You can say, “Listen! Success isn’t defined by what you have, what you do, who you know, or who knows you… it’s defined by who you are.  Who you are when no one’s around except you and God.  Who you are in your thought life, your will, your priorities and your desires.  Your character.  Your integrity.”  That’s success!

Verse 2 shows us who this man does associate with, and who he really is.  He IS NOT with the wicked, the sinful or scoffers,  “but his delight is in the law of the Lord, and on his law he meditates day and night.”  Some of us hear that and tense up.  Oh great… meditating day and night… reading the bible all day and living on some mountaintop somewhere, eating stewed potatoes and contemplating the complexities of the Book of Job all day long.  That’s not what this means.

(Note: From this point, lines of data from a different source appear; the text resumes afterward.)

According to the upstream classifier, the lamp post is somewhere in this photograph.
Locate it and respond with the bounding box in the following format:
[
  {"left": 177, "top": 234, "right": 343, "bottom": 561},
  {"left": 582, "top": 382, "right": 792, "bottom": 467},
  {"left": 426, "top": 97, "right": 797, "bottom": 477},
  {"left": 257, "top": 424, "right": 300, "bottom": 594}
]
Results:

In easier to understand language it says — a happy and successful person delights (or enjoys and finds benefit in) what God says in the Bible, and throughout his day, from morning to evening, He makes God’s voice the greatest influence in His life.  When he’s at work, at the gym, out hunting, doing his taxes, playing with his kids, changing the oil in the car, making dinner, cleaning the house, talking to a neighbour or dealing with a problem, He’s allowing God to have the first say in how he reacts and what he does.  Jesus gets first dibs.  He listens to Jesus’ counsel, walks in Jesus’ way, and sits at Jesus’ table.

That’s what a successful life looks like.  When those who are closest to you and know you best (spouse, children, friends) respect you, know you love God, delight in His word, that you love them with all your heart, forgive them of their wrongs, help them to become better people – because that’s what Jesus does for you — then you are a success.

So, to close, I ask you this question: When people think of you, who would they say your number one relationship is with, who your greatest influence is, and who you associate with?  Ask your spouse, your friend, or even your kids, to do some association with you.

Do you ever play word association games?  I say a word, and you say the first thing that pops into your head.

I say “BLACK”, you say…

I say “CAR”, you say…

I say “FOREST”, you say…

I say “REMOTE” you say…

Now… I say [Your Name], you say…

What is your association?  Do this with a friend.  Say your name… “When you hear my name, what is the first word that springs to mind?”

When your kids hear “I’m home”!  “Dad’s home!”, or “Mom’s Home!” or “Grandpa’s Here!” do they associate that with the thought “Yay!  I have to get to the door and get a hug!”  Or is it “I have to hide until I find out what mood they’re in before I go anywhere.”  What about your wife (or your husband, ladies).  What word do they pick?  “Angry”, “Grumpy”, “Caring”, “Generous”, “Cheap”, “Funny”, “Serious”, “Confusing”, “Unavailable”, “Dark”, “Dirty”, “Hard-Worker”, “Godly”.

Is that word a characteristic of the people from verse 1, or the man in verse 2?